Format: Vinyl LP (Limited Edition, Transparent Vinyl)
Katalognummer: MEP002
Auflage von 300 Exemplaren, gepresst auf transparentem Vinyl, Lackschnitt von Mike Grinser. Inklusive Inlay mit Liner Notes von Colin Lang.
28 €
BestellenChristian Naujoks' Praxis ist von einer kritischen Melancholie geprägt, einer Perspektive, durch die er vergangene künstlerische und musikalische Möglichkeiten ohne die Krücke der akademischen Verstellung hinterfragt. Diese reflexive Herangehensweise bringt eine ganz eigene fragile und humorvoll-wehmütige Schönheit hervor, die ein referenzielles klangliches Weltgebäude hervorbringt, das auf das Hier und Jetzt ausgerichtet bleibt. In erster Linie als Komponist tätig, schafft er Werke in verschiedenen Medien, die oft von der seriellen und zyklischen Form verschiedener Stränge der Minimal Music und der Ausweitung (post-)konzeptueller Kunstverfahren auf die Produktion und Organisation von Klang geprägt sind. Indem er sowohl Naivität als auch Virtuosität vortäuscht, tarnt Naujoks das eine als das andere und verkleidet mühelos Kunst als Pop und umgekehrt.
Soft Mouth Data Service ist ein fortlaufendes Projekt von Konzerten und Installationen, das letzten Sommer in der Galerie Max Mayer begann. Die kompositorische Strategie der Reihe setzt spielerisch auf eine Methode, die als frühes Inventar im Werkzeugkasten der Institutionskritik gilt: die Umfrage. Im Vorfeld seiner Düsseldorfer Präsentation lud Naujoks das Publikum ein, einen Online-Fragebogen auszufüllen, wobei die von jedem_r Teilnehmer_in eingegebenen Daten die Grundlage für eine Reihe von maßgeschneiderten Partituren bilden sollten, die dann in grafischer Notation wiedergegeben und an drei Abenden im Verlauf der Ausstellung aufgeführt wurden.
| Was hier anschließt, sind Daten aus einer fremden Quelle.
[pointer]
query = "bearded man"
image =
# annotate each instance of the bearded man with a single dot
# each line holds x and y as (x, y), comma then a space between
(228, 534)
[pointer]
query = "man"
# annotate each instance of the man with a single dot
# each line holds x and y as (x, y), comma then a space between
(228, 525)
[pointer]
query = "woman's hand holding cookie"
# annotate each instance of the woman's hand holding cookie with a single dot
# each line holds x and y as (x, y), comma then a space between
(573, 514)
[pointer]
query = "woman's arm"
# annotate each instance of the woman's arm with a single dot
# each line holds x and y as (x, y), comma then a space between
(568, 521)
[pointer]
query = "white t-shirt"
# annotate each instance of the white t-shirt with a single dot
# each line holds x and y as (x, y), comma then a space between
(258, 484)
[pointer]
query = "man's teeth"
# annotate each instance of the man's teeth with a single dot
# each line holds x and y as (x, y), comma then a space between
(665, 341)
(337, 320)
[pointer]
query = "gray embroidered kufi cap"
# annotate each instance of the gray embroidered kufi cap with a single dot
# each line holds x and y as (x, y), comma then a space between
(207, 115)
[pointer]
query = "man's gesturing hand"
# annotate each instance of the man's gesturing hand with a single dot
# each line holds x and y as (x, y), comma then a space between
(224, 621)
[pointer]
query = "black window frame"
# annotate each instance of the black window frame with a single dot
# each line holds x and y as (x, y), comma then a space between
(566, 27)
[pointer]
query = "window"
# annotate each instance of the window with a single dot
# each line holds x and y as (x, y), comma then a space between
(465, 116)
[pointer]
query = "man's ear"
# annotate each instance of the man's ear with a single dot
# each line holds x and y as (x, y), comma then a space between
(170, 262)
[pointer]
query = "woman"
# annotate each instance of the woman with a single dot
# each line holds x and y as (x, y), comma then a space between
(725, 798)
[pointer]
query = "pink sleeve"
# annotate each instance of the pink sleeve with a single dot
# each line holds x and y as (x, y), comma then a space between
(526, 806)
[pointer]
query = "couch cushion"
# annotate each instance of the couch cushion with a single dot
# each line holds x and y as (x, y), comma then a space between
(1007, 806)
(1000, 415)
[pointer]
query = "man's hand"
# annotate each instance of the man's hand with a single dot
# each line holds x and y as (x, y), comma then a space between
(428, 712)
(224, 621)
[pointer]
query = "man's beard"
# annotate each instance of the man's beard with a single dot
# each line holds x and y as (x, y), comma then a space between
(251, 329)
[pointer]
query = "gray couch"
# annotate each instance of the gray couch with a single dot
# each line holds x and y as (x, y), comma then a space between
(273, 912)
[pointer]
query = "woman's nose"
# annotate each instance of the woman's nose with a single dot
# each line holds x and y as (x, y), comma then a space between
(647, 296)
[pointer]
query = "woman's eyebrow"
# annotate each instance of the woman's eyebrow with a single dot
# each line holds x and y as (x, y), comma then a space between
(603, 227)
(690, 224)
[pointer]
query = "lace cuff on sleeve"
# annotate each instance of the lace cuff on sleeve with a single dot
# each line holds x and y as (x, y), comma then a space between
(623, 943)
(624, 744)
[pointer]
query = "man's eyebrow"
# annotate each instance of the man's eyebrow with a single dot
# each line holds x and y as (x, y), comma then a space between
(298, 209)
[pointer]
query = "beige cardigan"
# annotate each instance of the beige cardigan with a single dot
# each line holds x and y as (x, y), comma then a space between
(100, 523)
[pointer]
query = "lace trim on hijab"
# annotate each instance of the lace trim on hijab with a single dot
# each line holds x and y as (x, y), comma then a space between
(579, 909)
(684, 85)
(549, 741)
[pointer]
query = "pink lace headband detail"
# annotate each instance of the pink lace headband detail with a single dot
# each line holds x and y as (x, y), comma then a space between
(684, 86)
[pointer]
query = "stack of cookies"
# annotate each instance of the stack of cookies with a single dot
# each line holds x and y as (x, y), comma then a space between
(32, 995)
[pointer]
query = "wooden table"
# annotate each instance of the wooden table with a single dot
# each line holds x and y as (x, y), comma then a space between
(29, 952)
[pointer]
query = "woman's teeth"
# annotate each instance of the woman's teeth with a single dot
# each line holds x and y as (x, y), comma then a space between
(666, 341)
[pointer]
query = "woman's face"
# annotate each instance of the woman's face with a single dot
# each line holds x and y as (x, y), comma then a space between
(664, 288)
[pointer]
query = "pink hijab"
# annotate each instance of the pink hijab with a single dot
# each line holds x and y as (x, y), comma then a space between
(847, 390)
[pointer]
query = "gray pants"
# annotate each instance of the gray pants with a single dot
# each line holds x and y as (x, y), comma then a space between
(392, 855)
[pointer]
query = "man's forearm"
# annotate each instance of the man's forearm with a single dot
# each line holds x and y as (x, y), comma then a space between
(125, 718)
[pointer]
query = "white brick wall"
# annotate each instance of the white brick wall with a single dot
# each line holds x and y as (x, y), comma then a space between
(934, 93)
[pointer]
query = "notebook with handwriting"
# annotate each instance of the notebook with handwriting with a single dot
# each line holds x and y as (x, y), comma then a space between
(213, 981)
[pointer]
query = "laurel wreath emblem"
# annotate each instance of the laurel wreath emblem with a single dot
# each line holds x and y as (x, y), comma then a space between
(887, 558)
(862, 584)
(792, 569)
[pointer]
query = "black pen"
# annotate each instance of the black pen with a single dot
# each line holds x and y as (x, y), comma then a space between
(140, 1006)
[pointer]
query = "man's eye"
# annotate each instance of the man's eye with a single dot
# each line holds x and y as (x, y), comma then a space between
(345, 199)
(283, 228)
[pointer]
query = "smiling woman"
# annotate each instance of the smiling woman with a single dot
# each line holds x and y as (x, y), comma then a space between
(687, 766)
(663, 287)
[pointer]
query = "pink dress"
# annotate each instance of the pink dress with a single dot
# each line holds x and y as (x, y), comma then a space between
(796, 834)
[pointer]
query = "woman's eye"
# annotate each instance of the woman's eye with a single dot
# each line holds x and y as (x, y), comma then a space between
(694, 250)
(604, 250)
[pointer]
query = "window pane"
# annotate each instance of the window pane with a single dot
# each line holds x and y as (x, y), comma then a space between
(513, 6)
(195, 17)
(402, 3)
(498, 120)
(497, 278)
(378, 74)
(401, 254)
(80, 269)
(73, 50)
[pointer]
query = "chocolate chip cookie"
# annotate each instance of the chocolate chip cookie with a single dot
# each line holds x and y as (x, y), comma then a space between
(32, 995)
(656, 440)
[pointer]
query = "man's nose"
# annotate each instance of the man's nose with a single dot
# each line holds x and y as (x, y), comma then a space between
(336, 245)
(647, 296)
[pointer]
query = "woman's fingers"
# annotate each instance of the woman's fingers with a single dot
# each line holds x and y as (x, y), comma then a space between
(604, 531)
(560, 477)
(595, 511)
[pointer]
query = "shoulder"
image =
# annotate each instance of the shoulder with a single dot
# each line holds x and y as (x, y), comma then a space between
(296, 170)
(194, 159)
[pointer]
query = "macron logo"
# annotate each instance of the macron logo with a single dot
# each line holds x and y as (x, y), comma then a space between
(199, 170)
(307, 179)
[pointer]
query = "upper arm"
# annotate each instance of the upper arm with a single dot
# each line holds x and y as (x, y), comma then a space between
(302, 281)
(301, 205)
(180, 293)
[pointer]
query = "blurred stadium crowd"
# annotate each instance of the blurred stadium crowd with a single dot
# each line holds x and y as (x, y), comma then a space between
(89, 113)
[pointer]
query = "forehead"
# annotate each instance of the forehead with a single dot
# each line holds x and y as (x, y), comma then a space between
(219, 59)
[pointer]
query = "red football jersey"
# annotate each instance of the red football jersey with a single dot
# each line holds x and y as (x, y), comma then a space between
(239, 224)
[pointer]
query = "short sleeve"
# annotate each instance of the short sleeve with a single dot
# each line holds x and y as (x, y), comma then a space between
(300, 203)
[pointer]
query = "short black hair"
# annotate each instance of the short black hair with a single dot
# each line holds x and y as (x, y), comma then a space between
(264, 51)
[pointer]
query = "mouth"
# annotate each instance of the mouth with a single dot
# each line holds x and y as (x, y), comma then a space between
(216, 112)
Die Input-/Output-Operationen dieses aleatorischen Rahmens kristallisieren sich formal und metaphorisch in den begleitenden Mouth Pieces heraus, den Mundstücken von Blechblasinstrumenten, die als fertige Skulpturen in die rohen Bimssteinwände der Galerie eingelassen sind, wie auf dem Cover der LP abgebildet.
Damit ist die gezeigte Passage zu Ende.